I figli, Ernesto e Teresa, erano cresciuti senza dare troppi problemi, si erano sposati facendo ottimi matrimoni e dandogli tre nipotini, uno dei quali portava il suo nome e avrebbe continuato la stirpe degli Ursino di Catalfamo.
Si, una vita tranquilla, senza grosse preoccupazioni, con piccole ma sicure gioie, la cura delle sue piante grasse, i suoi cani, ma anche le visite dei nipotini, qualche serata con amici di vecchia data con cui scambiare quattro chiacchiere, fumando un finissimo “avana”, sorseggiando un cognacchino, spettegolando bonariamente su qualche conoscente, infiammandosi – ma sempre moderatamente – sul campionato di calcio, lui da sempre juventino.
Per anni, decenni la sua vita era trascorsa così e mai nulla lo aveva turbato, mai che avesse avuto un pentimento, una sensazione di noia, di insoddisfazione, un brivido al pensiero o alla visione di una donna vista al cinema o incontrata casualmente.
Perché? Perché aveva perduto tutto questo? Come era potuto accadere l’irreparabile?

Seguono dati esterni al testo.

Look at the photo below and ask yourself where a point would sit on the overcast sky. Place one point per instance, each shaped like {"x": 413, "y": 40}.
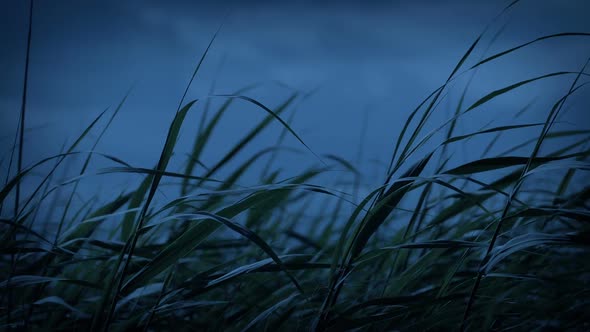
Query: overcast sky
{"x": 370, "y": 61}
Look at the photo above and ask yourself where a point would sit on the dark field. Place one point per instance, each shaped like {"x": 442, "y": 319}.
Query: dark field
{"x": 294, "y": 178}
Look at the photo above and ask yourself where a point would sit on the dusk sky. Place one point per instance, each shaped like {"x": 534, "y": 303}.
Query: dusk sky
{"x": 366, "y": 61}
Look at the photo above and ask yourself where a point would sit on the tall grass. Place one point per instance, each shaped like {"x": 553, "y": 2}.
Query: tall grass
{"x": 480, "y": 248}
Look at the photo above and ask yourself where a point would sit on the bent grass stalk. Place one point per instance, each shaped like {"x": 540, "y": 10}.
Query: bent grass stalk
{"x": 439, "y": 245}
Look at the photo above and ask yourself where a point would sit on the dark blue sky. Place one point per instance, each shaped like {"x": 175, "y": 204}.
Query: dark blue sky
{"x": 373, "y": 59}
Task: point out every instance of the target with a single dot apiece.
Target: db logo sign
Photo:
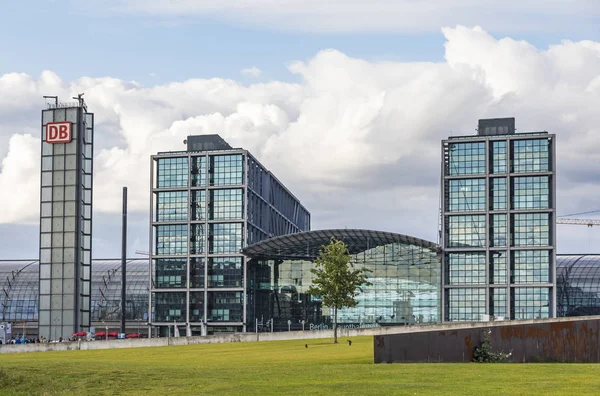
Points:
(58, 132)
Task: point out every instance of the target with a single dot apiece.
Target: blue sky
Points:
(156, 48)
(365, 96)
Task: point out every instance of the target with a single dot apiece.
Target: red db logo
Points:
(58, 132)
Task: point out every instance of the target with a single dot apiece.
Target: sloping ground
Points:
(277, 368)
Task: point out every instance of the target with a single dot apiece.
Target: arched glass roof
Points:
(306, 245)
(19, 288)
(578, 285)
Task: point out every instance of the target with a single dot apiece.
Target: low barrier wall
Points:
(555, 340)
(474, 328)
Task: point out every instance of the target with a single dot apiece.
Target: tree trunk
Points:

Irreparabile? No! Avrebbe potuto ristabilire l’equilibrio rotto da quella maledetta volta quando si era lasciato travolgere da quella strega. Sarebbe bastato allontanarla, troncare sul nascere la tresca. Ma lei, Lilli, sapeva come giocare con lui, come eccitare i suoi sensi da tanto tempo sopiti, vezzeggiarlo, bamboleggiare, fargli provare sensazioni mai vissute prima. Poteva continuare anche così, un gioco eccitante ma segreto. Ma una lettera anonima (non poi tato anonima per chi conoscesse il carattere integerrimo ma anche irruente di Myriam) informò la marchesa Ursino della tresca, fornendole anche il giorno, l’ora e il minuto in cui avrebbe potuto coglier sul fatto i traditori. Tutto si svolse come l’autore o l’autrice della lettera aveva previsto. La marchesa finse di partire, tornò indietro, li colse sul fatto e invece di intimare alla traditrice di prendere bagagli e bagattelle e non farsi più vedere, urlò che non avrebbe più  messo piede in quella casa finché quella ( si trattenne a stento dal dire la parolaccia) non fosse sparita.

Era quello che Lilli voleva. Sapeva che Luigi Ursino colpito nel suo orgoglio non avrebbe mai accettato l’ultimatum della moglie. Come un toro si era incornato, ubriacato dalle parole suadenti, dai gesti sensuali di quella donna. L’eco della scenata della marchesa Myriam giunse in città, se ne parlò nei salotti della Catania bene, le donne a difenderla, gli uomini, sotto i baffi, quasi ad invidiare Luigi che si stava godendo la vita con la vedovella. Certo i primi mesi erano stati ubriacanti, gli sembrava di essersi scrollato di dosso decine di anni e la polvere di tanti anni uggiosi, si sentiva pieno di energia e alzava le spalle dinanzi all’ostracismo di tanti suoi amici che evitavano di salutarlo se ll’incontravano. Fingeva di non vedere le scritte ingiuriose comparse sui muri delle strade che portavano alla sua villa Di non sentire i sussurri e le risatine dietro le spalle degli abitanti di Turcoli, quegli stessi che, prima, si scappellavano al suo passaggio.
Una piaga, però si era aperta nel suo cuore: i suoi figli si erano schierati con la madre e non lo avevano più voluto incontrare, impedendogli pure di vedere i suoi adorati nipotini.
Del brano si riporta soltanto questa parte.